It’s good to focus on the future. But many of this generation’s greatest innovators have been as obsessed with the past as with the future, argues Walter Isaacson, Steve Jobs’ biographer and author of a new history of the great computer innovators over the last few hundred years.
“Steve Jobs had a very deep understanding of history,” Isaacson told me. “He loved the history of Silicon Valley.”
Isaacson says that Jobs used to regularly visit the legendary business duo, Bill Hewlett and Dave Packard, and grill them on the history of the region. Indeed, Isaacson told me that Jobs said, “Life is a like a river; and you take things out of that river that other people before you have put in and then you try to put something back in the river that’s your contribution.”

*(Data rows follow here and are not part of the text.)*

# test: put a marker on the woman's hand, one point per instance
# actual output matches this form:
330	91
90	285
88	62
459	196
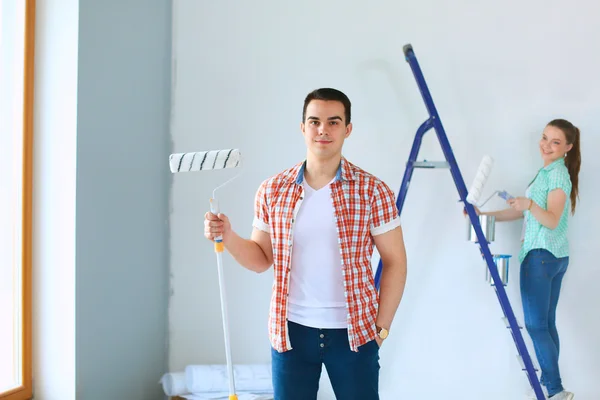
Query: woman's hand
476	211
520	203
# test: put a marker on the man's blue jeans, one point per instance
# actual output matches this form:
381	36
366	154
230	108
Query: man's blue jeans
296	373
541	279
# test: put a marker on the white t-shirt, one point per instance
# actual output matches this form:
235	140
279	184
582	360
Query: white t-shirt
317	296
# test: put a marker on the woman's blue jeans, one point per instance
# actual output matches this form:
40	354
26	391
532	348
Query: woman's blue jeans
541	279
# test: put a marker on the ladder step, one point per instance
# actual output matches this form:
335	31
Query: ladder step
431	164
508	324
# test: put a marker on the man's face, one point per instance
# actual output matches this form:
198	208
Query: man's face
325	128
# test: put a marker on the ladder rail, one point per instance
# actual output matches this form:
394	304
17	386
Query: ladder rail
435	122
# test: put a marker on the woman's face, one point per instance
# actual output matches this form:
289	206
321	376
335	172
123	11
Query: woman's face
553	144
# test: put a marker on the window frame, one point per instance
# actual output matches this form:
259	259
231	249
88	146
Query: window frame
25	391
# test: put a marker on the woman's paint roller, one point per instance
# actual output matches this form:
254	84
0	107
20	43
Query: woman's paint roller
483	173
203	161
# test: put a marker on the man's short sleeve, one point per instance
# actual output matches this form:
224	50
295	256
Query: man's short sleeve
384	213
559	178
261	209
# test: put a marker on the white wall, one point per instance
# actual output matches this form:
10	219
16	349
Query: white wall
497	72
55	163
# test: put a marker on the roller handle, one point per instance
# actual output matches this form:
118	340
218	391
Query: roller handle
214	208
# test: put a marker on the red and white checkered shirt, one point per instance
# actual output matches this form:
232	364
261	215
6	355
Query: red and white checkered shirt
364	207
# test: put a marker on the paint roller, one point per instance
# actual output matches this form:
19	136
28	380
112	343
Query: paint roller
483	173
204	161
481	177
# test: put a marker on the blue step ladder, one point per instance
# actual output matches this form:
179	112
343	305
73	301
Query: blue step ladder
434	122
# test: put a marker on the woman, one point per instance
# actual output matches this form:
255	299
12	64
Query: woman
544	254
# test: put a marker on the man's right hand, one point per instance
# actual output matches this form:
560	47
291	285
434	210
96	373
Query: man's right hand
215	226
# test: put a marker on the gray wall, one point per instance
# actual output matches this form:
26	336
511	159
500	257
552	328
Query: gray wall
122	190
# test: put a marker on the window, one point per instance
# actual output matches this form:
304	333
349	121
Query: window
17	20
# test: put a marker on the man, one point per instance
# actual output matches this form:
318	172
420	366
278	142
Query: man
324	306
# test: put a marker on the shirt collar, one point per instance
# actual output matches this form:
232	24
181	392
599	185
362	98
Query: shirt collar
554	164
344	172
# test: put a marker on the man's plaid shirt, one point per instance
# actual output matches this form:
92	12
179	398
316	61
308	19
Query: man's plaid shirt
364	207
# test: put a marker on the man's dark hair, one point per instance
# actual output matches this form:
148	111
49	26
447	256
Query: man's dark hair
328	94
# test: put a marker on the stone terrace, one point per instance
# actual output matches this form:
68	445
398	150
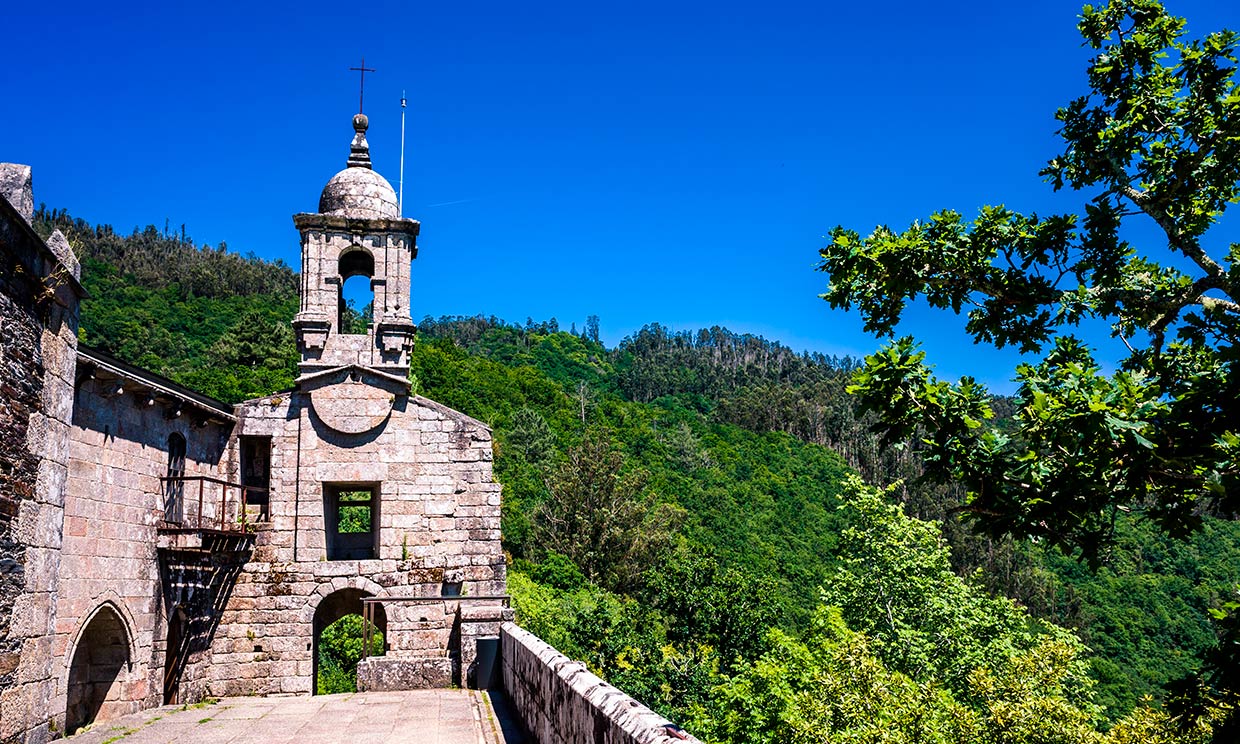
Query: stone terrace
414	717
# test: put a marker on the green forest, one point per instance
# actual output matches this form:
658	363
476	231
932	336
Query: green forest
745	580
779	547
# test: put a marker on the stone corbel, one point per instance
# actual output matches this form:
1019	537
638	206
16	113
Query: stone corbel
311	331
396	335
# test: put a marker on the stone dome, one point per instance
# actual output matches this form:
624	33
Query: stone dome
358	192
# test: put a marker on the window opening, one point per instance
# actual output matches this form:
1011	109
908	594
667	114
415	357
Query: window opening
356	300
256	473
352	517
174	487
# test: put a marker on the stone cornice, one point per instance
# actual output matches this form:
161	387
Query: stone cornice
309	221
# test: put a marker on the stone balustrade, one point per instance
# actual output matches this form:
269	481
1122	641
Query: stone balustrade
559	702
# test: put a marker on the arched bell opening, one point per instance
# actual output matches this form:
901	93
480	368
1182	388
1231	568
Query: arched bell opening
98	671
339	629
356	300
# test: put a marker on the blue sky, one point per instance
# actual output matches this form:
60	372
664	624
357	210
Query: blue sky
671	163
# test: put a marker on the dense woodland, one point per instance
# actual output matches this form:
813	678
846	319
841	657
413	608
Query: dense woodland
704	518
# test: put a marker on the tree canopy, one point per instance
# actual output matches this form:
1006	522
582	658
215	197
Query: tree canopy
1157	138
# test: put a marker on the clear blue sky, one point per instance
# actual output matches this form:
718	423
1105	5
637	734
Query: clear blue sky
671	163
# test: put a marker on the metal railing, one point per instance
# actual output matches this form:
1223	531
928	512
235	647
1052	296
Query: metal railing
368	603
208	512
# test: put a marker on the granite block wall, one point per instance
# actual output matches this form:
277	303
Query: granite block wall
118	451
39	318
561	702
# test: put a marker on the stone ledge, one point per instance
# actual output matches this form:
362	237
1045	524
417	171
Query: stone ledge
558	701
382	673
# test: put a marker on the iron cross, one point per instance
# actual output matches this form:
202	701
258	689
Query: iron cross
361	89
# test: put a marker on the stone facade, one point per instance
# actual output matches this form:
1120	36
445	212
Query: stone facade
122	588
113	569
39	305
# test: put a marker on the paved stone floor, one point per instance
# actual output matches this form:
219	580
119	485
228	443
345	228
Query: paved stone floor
414	717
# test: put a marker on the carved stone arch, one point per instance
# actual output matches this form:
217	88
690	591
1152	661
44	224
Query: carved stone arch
336	584
101	664
332	602
355	261
112	600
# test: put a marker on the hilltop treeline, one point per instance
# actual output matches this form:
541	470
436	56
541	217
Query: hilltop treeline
726	459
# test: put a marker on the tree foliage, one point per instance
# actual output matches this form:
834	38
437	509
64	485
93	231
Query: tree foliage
340	650
1157	138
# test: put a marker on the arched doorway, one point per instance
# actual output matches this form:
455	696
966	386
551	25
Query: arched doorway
98	671
337	640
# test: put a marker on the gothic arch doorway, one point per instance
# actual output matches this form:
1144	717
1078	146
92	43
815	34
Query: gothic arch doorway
340	615
98	671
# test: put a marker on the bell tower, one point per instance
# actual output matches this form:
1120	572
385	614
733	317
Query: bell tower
356	232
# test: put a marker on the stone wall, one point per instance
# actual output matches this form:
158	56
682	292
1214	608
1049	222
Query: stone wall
110	567
559	702
438	521
39	316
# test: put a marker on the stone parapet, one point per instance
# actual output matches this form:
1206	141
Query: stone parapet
382	673
559	702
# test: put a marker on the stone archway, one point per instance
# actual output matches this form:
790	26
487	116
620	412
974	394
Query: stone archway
98	671
334	606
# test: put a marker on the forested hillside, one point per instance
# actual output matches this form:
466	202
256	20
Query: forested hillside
681	515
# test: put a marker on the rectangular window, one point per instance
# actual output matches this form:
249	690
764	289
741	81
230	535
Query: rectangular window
256	473
351	520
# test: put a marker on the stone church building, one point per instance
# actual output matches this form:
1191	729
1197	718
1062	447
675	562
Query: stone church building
158	546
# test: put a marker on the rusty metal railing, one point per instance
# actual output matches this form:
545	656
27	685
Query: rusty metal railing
368	604
222	515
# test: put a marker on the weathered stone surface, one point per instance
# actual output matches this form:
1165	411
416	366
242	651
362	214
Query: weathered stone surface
16	187
37	341
380	673
106	608
559	702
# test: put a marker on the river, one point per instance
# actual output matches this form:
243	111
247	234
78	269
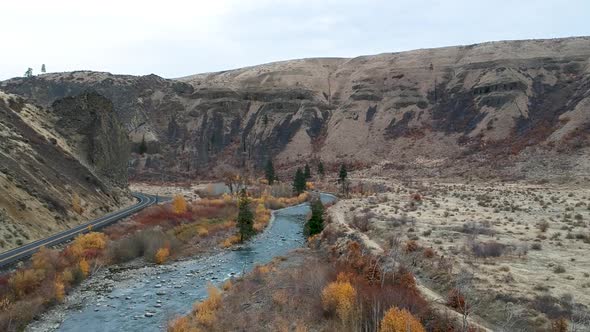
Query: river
146	298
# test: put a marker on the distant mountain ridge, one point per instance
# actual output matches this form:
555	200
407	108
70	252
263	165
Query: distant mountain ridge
510	108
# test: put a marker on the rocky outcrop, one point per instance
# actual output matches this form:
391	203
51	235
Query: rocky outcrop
488	105
91	126
45	184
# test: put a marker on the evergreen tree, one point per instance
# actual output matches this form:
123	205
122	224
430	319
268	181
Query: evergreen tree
307	172
321	170
270	174
315	224
245	216
342	174
299	182
142	146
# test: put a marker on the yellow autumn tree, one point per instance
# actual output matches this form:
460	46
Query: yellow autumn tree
205	312
179	204
92	240
84	267
339	298
77	204
59	289
162	255
396	320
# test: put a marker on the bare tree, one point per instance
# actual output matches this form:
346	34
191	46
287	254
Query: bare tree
512	315
470	301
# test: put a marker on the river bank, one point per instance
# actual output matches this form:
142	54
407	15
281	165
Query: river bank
136	296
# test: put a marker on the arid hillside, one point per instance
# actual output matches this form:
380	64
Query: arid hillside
58	168
515	109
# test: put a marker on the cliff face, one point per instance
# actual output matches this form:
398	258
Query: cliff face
43	174
492	108
88	120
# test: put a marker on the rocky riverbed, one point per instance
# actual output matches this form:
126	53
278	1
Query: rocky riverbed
142	297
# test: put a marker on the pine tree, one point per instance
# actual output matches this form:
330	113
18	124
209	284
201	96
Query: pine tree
270	174
315	224
299	182
307	172
245	216
342	174
321	170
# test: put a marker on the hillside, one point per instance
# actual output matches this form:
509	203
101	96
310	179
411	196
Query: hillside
52	161
514	108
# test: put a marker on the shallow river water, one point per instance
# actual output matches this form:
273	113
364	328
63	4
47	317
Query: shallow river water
147	299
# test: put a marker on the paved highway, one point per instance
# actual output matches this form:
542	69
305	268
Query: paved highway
30	248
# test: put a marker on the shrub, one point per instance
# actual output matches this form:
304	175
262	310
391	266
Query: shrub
361	221
84	267
162	255
338	298
412	246
230	241
429	253
205	311
87	243
488	249
456	300
396	320
59	289
559	325
182	324
179	204
23	282
543	226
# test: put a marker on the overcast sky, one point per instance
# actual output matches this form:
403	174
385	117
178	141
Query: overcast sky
174	38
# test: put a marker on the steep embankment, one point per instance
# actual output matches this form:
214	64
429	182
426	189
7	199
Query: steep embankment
516	108
45	172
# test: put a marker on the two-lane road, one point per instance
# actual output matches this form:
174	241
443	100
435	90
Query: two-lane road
30	248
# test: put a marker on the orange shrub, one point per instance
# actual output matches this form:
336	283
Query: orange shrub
428	253
230	241
202	231
396	320
92	240
179	204
84	267
182	324
338	297
412	246
205	311
162	255
59	289
45	260
227	285
24	282
456	300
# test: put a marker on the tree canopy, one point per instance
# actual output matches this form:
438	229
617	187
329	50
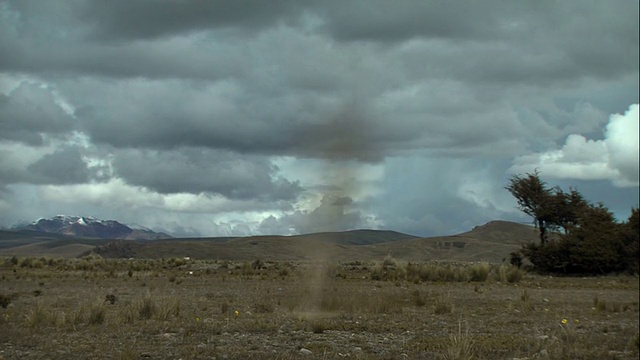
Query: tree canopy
591	241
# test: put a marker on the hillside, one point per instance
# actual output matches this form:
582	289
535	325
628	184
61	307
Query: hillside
492	242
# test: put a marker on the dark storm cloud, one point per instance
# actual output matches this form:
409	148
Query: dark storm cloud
204	171
393	111
140	19
64	166
30	111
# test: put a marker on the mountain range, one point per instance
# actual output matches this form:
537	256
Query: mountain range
73	236
90	227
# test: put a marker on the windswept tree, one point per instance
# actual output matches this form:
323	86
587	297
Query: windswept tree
592	241
535	200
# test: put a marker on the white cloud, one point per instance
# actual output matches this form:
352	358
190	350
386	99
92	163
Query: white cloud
615	158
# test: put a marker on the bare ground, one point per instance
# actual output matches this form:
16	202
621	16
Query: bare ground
114	309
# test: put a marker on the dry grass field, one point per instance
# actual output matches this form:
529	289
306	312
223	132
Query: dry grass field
387	309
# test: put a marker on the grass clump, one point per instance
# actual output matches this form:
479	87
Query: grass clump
460	346
443	305
479	272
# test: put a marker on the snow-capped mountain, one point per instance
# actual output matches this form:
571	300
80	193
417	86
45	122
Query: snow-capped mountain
87	226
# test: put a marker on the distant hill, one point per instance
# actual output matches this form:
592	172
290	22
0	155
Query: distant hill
90	227
491	242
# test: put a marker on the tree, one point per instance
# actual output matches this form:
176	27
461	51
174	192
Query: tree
535	200
592	241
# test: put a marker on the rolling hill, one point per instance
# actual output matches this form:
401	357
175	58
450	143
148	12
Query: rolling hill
491	242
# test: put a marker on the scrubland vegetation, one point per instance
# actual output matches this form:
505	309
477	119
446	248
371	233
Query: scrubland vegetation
387	309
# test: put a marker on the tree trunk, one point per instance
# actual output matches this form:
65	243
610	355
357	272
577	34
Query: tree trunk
543	231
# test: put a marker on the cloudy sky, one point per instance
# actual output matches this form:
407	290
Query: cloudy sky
214	118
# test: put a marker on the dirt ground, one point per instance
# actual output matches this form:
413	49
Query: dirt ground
114	309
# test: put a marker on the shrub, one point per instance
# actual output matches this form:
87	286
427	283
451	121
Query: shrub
97	313
479	272
5	300
443	306
147	308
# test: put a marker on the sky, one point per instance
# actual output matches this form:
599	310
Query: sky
231	118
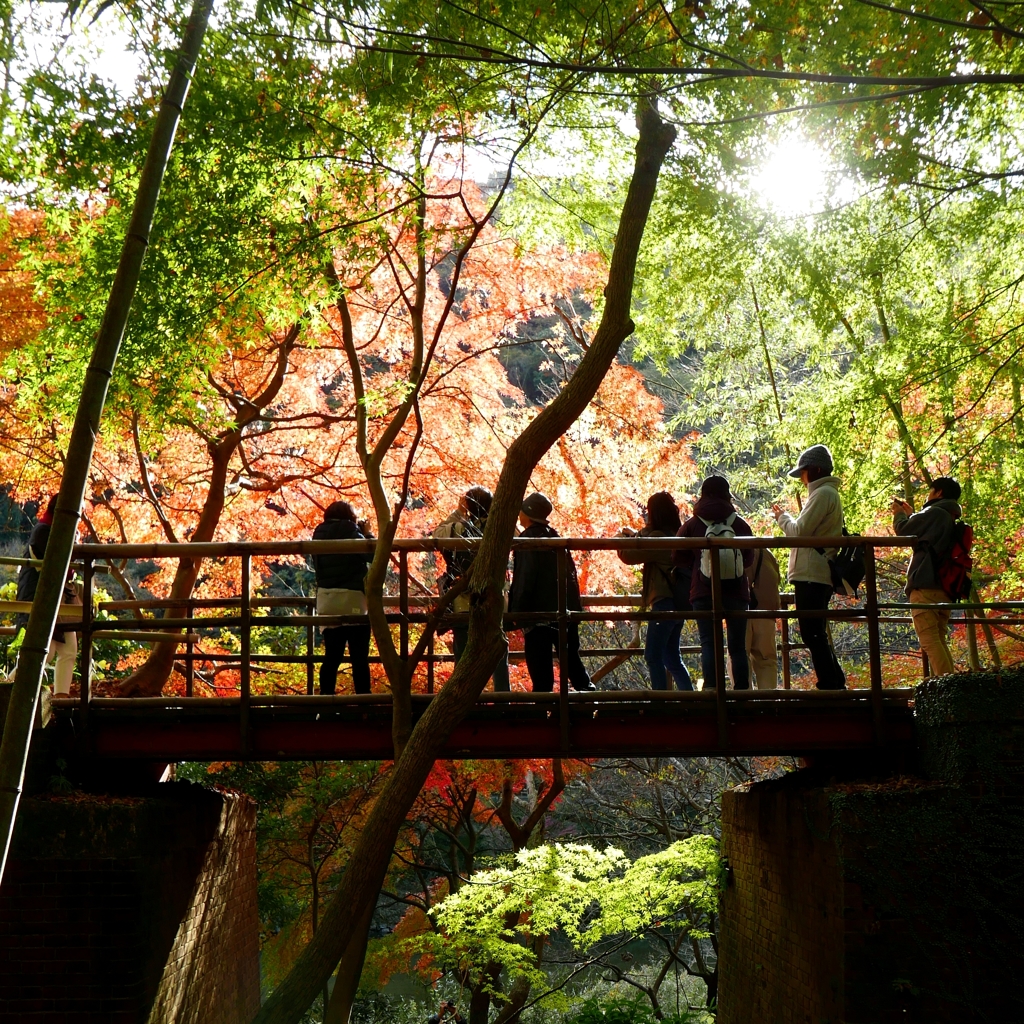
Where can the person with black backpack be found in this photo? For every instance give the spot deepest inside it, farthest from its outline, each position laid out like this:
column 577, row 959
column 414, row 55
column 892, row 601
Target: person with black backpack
column 935, row 528
column 341, row 591
column 810, row 568
column 467, row 522
column 535, row 588
column 664, row 588
column 716, row 516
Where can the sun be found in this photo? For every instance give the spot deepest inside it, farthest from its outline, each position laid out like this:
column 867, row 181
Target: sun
column 794, row 178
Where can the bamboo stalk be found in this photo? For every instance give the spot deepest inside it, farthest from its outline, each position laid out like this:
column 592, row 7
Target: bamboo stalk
column 25, row 696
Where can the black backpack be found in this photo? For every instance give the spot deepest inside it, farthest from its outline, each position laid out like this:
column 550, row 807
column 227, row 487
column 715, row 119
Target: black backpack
column 847, row 567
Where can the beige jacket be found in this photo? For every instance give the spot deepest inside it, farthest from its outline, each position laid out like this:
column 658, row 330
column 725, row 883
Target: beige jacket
column 822, row 516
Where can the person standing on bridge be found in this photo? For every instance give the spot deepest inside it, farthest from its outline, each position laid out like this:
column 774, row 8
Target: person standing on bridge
column 934, row 526
column 467, row 523
column 64, row 645
column 664, row 588
column 809, row 569
column 535, row 588
column 714, row 511
column 341, row 591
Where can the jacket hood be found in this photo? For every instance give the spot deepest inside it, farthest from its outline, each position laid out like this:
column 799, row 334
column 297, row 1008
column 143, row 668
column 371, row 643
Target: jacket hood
column 338, row 529
column 715, row 509
column 947, row 505
column 823, row 481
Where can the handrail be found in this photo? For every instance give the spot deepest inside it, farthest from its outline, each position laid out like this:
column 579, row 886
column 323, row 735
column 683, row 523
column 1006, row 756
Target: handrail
column 245, row 611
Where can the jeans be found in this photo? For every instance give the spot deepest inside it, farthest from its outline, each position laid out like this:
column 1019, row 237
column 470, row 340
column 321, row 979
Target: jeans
column 541, row 644
column 932, row 627
column 335, row 639
column 662, row 650
column 460, row 636
column 814, row 633
column 735, row 631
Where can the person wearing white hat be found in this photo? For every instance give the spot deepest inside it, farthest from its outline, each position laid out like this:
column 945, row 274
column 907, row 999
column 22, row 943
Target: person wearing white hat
column 809, row 569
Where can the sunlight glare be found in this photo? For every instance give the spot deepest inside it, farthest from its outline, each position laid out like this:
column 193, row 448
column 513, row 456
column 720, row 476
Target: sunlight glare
column 794, row 179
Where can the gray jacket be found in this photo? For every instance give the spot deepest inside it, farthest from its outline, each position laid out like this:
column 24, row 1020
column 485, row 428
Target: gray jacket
column 822, row 516
column 933, row 526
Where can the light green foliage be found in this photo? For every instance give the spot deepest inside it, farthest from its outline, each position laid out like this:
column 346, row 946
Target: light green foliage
column 584, row 894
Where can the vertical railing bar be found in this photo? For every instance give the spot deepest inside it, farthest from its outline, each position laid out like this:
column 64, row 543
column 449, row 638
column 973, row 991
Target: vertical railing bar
column 430, row 663
column 873, row 641
column 310, row 609
column 563, row 644
column 85, row 660
column 403, row 603
column 189, row 650
column 246, row 646
column 718, row 635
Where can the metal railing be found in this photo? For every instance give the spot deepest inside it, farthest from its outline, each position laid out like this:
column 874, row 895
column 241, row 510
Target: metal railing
column 245, row 611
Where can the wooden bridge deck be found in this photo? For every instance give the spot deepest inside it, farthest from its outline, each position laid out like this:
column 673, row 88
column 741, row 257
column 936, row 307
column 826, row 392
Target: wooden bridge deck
column 613, row 723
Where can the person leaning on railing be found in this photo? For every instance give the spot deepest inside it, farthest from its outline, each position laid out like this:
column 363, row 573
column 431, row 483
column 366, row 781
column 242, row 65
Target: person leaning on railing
column 64, row 646
column 809, row 569
column 467, row 522
column 715, row 509
column 934, row 527
column 341, row 591
column 535, row 589
column 665, row 588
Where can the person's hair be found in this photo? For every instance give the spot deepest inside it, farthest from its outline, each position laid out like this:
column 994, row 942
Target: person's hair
column 339, row 510
column 478, row 502
column 947, row 486
column 663, row 513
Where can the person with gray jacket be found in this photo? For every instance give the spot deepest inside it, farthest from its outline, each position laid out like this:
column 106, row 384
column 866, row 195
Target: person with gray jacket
column 933, row 527
column 809, row 569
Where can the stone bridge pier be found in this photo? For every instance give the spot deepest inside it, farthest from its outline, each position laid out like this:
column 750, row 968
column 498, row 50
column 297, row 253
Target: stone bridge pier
column 862, row 893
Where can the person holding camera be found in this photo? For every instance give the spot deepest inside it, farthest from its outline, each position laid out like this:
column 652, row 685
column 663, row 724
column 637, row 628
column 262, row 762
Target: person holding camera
column 341, row 591
column 664, row 588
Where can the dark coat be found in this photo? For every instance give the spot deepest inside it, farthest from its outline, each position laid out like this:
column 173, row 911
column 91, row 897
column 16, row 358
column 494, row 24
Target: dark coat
column 338, row 571
column 535, row 578
column 934, row 527
column 714, row 510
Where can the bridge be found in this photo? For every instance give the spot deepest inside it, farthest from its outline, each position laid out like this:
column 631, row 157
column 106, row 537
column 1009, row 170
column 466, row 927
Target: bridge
column 278, row 721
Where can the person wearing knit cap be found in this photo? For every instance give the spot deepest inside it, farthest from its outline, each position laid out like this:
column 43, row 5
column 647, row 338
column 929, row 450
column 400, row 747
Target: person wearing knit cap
column 715, row 506
column 64, row 645
column 809, row 569
column 535, row 589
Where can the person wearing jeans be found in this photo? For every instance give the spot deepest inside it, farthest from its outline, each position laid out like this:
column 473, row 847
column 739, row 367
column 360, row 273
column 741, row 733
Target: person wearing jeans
column 933, row 526
column 715, row 507
column 663, row 590
column 809, row 569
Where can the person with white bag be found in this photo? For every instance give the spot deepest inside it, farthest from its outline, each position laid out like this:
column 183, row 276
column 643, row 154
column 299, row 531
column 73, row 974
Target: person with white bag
column 341, row 591
column 716, row 516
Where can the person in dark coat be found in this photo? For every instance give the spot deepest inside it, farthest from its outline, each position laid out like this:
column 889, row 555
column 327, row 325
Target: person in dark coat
column 934, row 528
column 467, row 522
column 341, row 591
column 64, row 645
column 662, row 592
column 535, row 588
column 715, row 507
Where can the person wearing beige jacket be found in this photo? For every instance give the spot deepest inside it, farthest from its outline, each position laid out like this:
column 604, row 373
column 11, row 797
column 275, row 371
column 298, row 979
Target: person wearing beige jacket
column 809, row 569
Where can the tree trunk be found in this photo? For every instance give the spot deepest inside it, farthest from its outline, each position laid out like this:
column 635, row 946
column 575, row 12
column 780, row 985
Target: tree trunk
column 22, row 710
column 368, row 864
column 346, row 981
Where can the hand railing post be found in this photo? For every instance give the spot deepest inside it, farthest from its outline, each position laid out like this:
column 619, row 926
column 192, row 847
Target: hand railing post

Jobs was a fierce supporter of the humanities. When he introduced the new iPad back in 2011, he said, “It is in Apple’s DNA that technology alone is not enough — it’s technology married with liberal arts, married with the humanities, that yields us the results that make our heart sing.”
It’s especially timely to note that Grace Hopper, the namesake of last week’s Google conference on women in computing and a pioneer in early 20th century programming, was also a history buff. Isaacson tells me that she and her partner, Howard Aiken, studied the fragments of the original computer from Charles Babbage when they were designing their own contributions; Babbage’s invention was acknowledged in Aiken and Hopper’s instructional manual for the famous Mark I computer, one of the first modern computing devices.
“I think great innovators tend to know the data points that got us to where we are.”
Fortunately, for many in the Bay Area, there’s a Computer History museum in the very city Google calls home. Perhaps it wouldn’t hurt for startups and tech companies to take a little company field trip to learn about their forerunners.